E o mar foi incendiado com vitórias
O povo negro, índio, caboclo, sertanejo
Chamou para si a luta nas ruas
Onde se fez vitorioso e obrigou
A fuga dos portugueses que pensaram
Tomar Itaparica outra vez
Depois e a terem desdenhado
O plano era abastecer homens e naus
E rumar fortalecidos sobre o recôncavo
Onde esperavam manter a opressão
Mas na fazenda trinta e sete Maria Felipa
Costumava ficar bem lá no alto
Vigiando os barcos que chegavam
E à noite em romaria pela praia
Com seu grupo de mulheres guerreiras
Invadia os navios com suas tochas
Para atear fogo no mar de Kirimurê
Essa é a história da coragem
e da força de uma princesa negra
Uma mulher guerreira vitoriosa
Uma linda princesa negra Iabá baiana
Heroína das lutas da independência
Impôs ao invasores cruel derrota
Seus navios incendiados e afundados
Como os corpos negros jogados ao mar
Pela força da cobiça e da usura
Agora ardiam os navios da exploração
E o povo triunfante inicia sua marcha
Desde Santo Amaro, Cachoeira, Pirajá
Onde o corneteiro ao invés de recuar
Tocou "avançar cavalaria degolando"
Estava consolidada a independência do Brasil
A força do grito tornou necessária a luta
O povo é o responsável pela vitória
do Brasil em terra de todos nós
"Cresce, oh filho de minha´alma
Para a pátria defender
O Brasil já tem jurado
Independência ou morrer"
Terra da princesa africana Maria Felipa
A guerreira que tocou fogo nos navios
Para garantir a independência do país
E contribuir decisivamente
Na luta pela liberdade do seu povo
Geraldo Maia
Poeta na Praça
Contribuem:
Hino ao "Dois de Julho"
Ladislau dos Santos Titara
José dos Santos Barreto
E uma canção de domínio público
...........
Geraldo Maia Santos - Nasceu em Itabuna (Ba), no dia sete de
outubro de 1951. Começou a escrever aos seis anos e ainda se considera um
aprendiz repetente da escrita numa sociedade ágrafa com forte ascendência oral.

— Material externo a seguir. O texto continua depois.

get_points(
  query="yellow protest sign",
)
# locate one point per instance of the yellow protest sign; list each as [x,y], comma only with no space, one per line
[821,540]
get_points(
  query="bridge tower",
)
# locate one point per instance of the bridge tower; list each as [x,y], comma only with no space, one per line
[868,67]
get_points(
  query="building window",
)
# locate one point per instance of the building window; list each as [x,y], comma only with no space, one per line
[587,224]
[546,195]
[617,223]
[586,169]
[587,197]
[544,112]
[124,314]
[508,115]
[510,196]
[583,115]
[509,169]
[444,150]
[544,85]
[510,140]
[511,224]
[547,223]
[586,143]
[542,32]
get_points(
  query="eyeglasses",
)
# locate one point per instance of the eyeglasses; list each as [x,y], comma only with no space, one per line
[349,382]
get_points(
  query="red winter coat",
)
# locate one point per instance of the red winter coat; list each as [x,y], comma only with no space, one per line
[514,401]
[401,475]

Tem nove livros publicados, seis de poesia Triste Cantiga de Alguma Terra (esgotado)
é seu livro de estréia, em 1978, Kanto de Rua (esgotado) (1986), Em
Cantar a Mulher (esgotado) (1996), Sangue e palavra (1998), O
chão do meu destino (2000), ÁGUA (2004) (esgotado) e dois de
ficção Atol ou o mar que se perdeu de amor por um farol (esgotado)
(1991) e PUNHAL, prosa de cangaceiro (esgotado) (1992). Todos os
livros editados de forma independente, exceto Sangue e Palavra, editado pelo
Selo Bahia. E um de cordel: "CORDEL DO MENSALÃO".